While housing market activity has climbed off its 2018-lows, the impression remains that it is still struggling to really pick up a gear amid challenging conditions. We continue to suspect that a meaningful upturn will remain elusive over the coming months.

Analysts said the downside for house prices is being limited by a shortage of houses for sale, while high and currently rising employment is also supportive for the housing market while mortgage interest rates are at historically low levels and will remain so even if the Bank of England does hike rates modestly over the coming months.

Commenting on the latest data, the EY Item Club said it expects house price gains over 2018 will be limited to a modest 2 per cent, and prices to rise no more than 3 per cent in 2019.

It added that housing market activity is expected to remain weak as the extended squeeze on consumer purchasing power only gradually eases, confidence is relatively fragile and appreciable caution persists over engaging in major transactions.

Howard Archer

Potential house buyers may also be concerned that they are likely to face further interest rate hikes over the coming months (we believe the Bank of England is more likely than not to raise interest rates from 0.50 per cent to 0.75 per cent in August).
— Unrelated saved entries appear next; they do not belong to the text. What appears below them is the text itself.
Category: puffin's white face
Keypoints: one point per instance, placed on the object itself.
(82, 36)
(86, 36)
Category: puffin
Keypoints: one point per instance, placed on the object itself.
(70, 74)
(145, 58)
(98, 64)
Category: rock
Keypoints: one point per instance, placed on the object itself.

Furthermore, house prices are relatively expensive relative to incomes.

Howard Archer, chief economic advisor to the EY ITEM Club, said: “While housing market activity has climbed off its 2018-lows, it is still finding it hard to gain traction in the face of still limited consumer purchasing power, fragile confidence and likely further gradual Bank of England interest rate rises over the coming months. There seems little evidence that the cutting of stamp duty for first-time buyers in last November’s budget has provided a significant boost to housing market activity.”

Mr archer added: “The abolition of stamp duty for first time buyers for properties costing up to £300,000 (and on the first £300,000 for properties costing up to £500,000) in last November’s budget may provide some limited support to housing market activity and prices.

“Even if ultimately successful, the Chancellor’s measures to boost house building in last November’s budget will take time to have a significant effect so are unlikely to influence house prices in the near term at least.”